Tuttavia ritengo che questo episodio riveli più di quanto non riesca a nascondere.
Qui non stiamo parlando più (in senso lato e non riferito all’episodio) di un problema di identità religiosa.
Credo invece si stia parlando di una reazione (senza appiccicare giudizi su questa parola) di difesa da parte di una cultura che sente profondamente la minaccia da parte di un’altra.
E sente questa minaccia perché, al di là delle differenze religiose, quella musulmana è una cultura oggettivamente per noi minacciosa.
Per l’intensità con cui viene vissuta una visione religiosa niente affatto tollerante e pacifica.
Per il fatto che per la nostra mentalità una cosa come il burqa è inaccettabile, così come è inaccettabile che una donna possa essere felice di sottostare a regole come quelle coraniche.
Per il fatto che nei paesi da cui questa cultura proviene i diritti umani valgono meno di una lattina usata… tutto questo al di là dei giudizi o dei pensieri miei personali.
Credo quindi comprensibile sotto questo aspetto la reazione verso quella che è evidentemente una provocazione, anche se personalmente non la condivido affatto.
Tuttavia questa mia non condivisione deriva esclusivamente dal vedere come sia stato dato adito da parte delle autorità ad un atteggiamento isterico, anzi che agire secondo legge.
Il burkini non maschera un’identità.

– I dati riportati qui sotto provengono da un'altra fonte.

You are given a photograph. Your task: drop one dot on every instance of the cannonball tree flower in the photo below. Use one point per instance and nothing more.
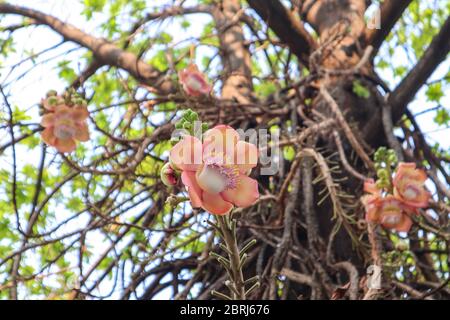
(65, 126)
(409, 185)
(193, 81)
(168, 175)
(390, 212)
(216, 171)
(52, 102)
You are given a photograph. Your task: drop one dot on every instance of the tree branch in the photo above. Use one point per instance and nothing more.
(433, 56)
(289, 29)
(390, 12)
(103, 50)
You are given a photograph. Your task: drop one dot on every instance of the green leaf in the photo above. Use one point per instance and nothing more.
(360, 90)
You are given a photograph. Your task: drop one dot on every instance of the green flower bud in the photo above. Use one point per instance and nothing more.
(168, 176)
(193, 116)
(187, 126)
(52, 101)
(380, 184)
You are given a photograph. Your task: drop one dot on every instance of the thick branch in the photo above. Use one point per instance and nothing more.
(390, 12)
(433, 56)
(103, 50)
(287, 27)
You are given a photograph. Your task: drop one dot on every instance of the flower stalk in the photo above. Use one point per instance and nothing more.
(235, 262)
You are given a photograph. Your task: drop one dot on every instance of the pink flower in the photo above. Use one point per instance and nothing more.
(65, 126)
(215, 172)
(390, 212)
(168, 176)
(409, 185)
(193, 81)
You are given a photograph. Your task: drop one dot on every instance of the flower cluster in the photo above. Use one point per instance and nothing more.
(64, 121)
(393, 207)
(215, 171)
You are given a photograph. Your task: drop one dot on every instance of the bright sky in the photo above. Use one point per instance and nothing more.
(27, 91)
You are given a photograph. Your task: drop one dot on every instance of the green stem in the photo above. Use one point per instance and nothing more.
(237, 277)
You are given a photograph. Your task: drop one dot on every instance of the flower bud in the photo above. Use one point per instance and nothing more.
(168, 175)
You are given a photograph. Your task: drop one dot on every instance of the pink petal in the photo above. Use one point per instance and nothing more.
(220, 140)
(48, 120)
(195, 193)
(245, 194)
(371, 187)
(215, 204)
(187, 154)
(66, 145)
(405, 224)
(80, 113)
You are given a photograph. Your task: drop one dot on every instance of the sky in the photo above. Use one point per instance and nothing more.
(28, 90)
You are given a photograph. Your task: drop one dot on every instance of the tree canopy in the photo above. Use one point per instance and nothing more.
(347, 93)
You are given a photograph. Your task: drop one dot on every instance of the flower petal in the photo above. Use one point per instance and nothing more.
(405, 224)
(80, 113)
(187, 154)
(195, 193)
(65, 145)
(215, 204)
(371, 205)
(48, 120)
(245, 194)
(409, 185)
(371, 187)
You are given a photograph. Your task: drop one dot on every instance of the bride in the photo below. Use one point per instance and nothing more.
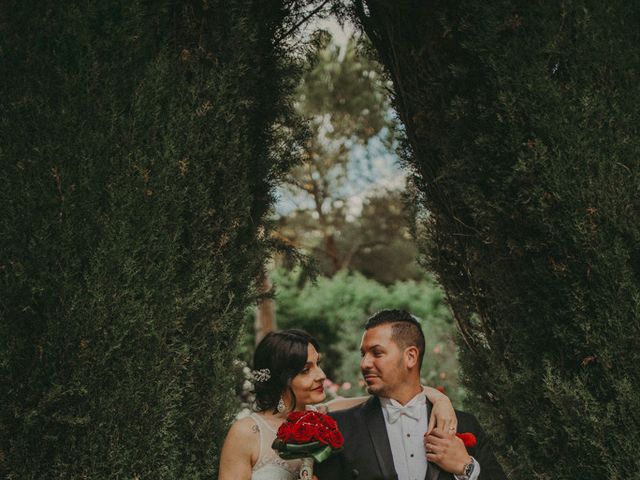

Non costituisce offesa ad alcun senso di pudore e, dulcis in fundo, non mi risulta dalle foto neppure all’estetica.
Quindi per me ciò che è accaduto non ha alcun senso, anche se va visto ed analizzato in un’ottica un po’ più ampia.
Ma ugualmente ritengo sia un segnale preciso di quanto questa nostra società occidentale stia transitando dalla democrazia alla demagogia, dalla legalità al buonismo moralista inutile e molle di governi impegnati più a raccoglier voti che a fare il bene di un paese.
Ti ringrazio per lo spazio e, qualora gradissi, spero di incontrarti anche sul mio blog, nella qualità che preferirai.
Un buon week end e complimenti per il tuo lavoro.
Benvenuto Franz.
Certo che verrò sul tuo blog, grazie dell’invito.
Voglio solo aggiungere una cosa: io spesso mi domando perché facciamo così fatica ad accettare che parti del mondo abbiano vissuto una storia diversa dalla nostra; che, per esempio, non abbiano vissuto la Rivoluzione francese.
Non so se l’Islam sia una minaccia per la «nostra» cultura.
Mi sento così isolata dalla temperie attuale – lo dico senza la minima civetteria – da non avere nemmeno la certezza di condividere la «cultura» con qualcuno.
Non credo, però, che questa sia una reazione di difesa che tenga conto della (ipotetica) minaccia.
Penso che si tratti di orrore della diversità.